Banks to cover cost of losses from rescuing Spain's 'cajas'
Government to change law to prevent rise in public deficit
Economy Minister Elena Salgado on Thursday announced the country's three bank deposit guarantee funds, which protect savers' money up to a certain limit in the case of banks that go under, would be folded together and tapped to cover any losses deriving from the injection of public money into banks.
Salgado said this would avoid taxpayers having to foot the bill for the recapitalization of the banking system and would also prevent any widening of the public deficit.
The measure seems principally directed at the savings bank Caja del Mediterráneo (CAM), which was taken over by the Bank of Spain after it floundered under the weight of its exposure to the ailing property sector. The Orderly Bank Restructuring Fund (FROB), which operates under the umbrella of the central bank, injected 2.8 billion euros into CAM.
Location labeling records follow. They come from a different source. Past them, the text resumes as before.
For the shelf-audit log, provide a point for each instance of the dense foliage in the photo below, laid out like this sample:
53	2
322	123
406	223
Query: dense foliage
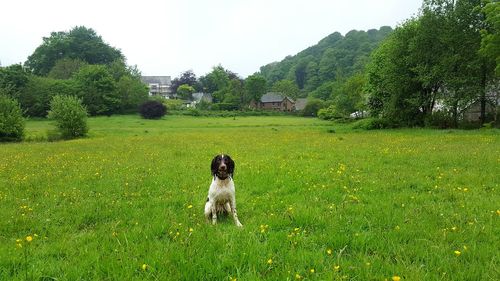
432	60
11	119
70	116
152	109
106	88
334	58
80	43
Bank of Spain governor Miguel Ángel Fernández Ordóñez warned last Friday that CAM could end up costing the state dear. "CAM is the worst of the worst, and I wouldn't rule out that in the case of CAM it will cost the taxpayer money," he said.
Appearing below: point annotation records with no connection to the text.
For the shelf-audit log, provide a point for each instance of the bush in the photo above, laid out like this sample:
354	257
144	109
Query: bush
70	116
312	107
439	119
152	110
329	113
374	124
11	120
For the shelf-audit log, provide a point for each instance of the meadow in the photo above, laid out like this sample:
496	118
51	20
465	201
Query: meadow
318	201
Salgado said Thursday that the intervention in CAM was an "exceptional" case that could not be compared with other banks that received funding from the FROB to meet the new solvency requirements because they were unable to raise it from private sources. She said it was too early to calculate possible losses from the injection of public funds.
The FROB injected a total of 7.551 billion euros into a number of banks to allow them to meet the new requirements.
Without availing itself of the deposit guarantee funds the 2.8 billion euros would have counted against the public deficit, making it even more difficult for the government to reach its objective of reducing the shortfall from 9.1 percent of GDP last year to 6.0 percent this year.
Salgado said the government was not contemplating any further measures to meet the target. "There are no additional measures on the horizon. Our commitment, our objective is to meet that six-percent figure, and I believe we are on the road to doing so," she said.
According to the Bank of Spain, the deposit guarantee fund of the commercial banks amounted to 3.144 billion euros at the end of last year, that of the savings banks 1.918 euros and that of the credit cooperatives 731 million euros for a combined total of 6.593 billion euros.
The government will need to change the law to be able to unify the three funds. This will be done by calling a Cabinet meeting shortly to approve a decree. Congress is closed ahead of the general elections due to be held on November 20, but the decree can be ratified by parliament's permanent committee.
Salgado said that after the restructuring of the savings bank sector, which has reduced the number of players to 15 from 45, it "no longer makes sense" to have three separate deposit guarantee funds. She said currently, apart from guaranteeing individual deposits up to 100,000 euros, the funds can also legally be tapped to strengthen the solvency of lenders in difficulty.
The minister said that injections by the banks into the three funds are currently below the maximum established by law, adding that she did not believe lenders will need to increase their contributions.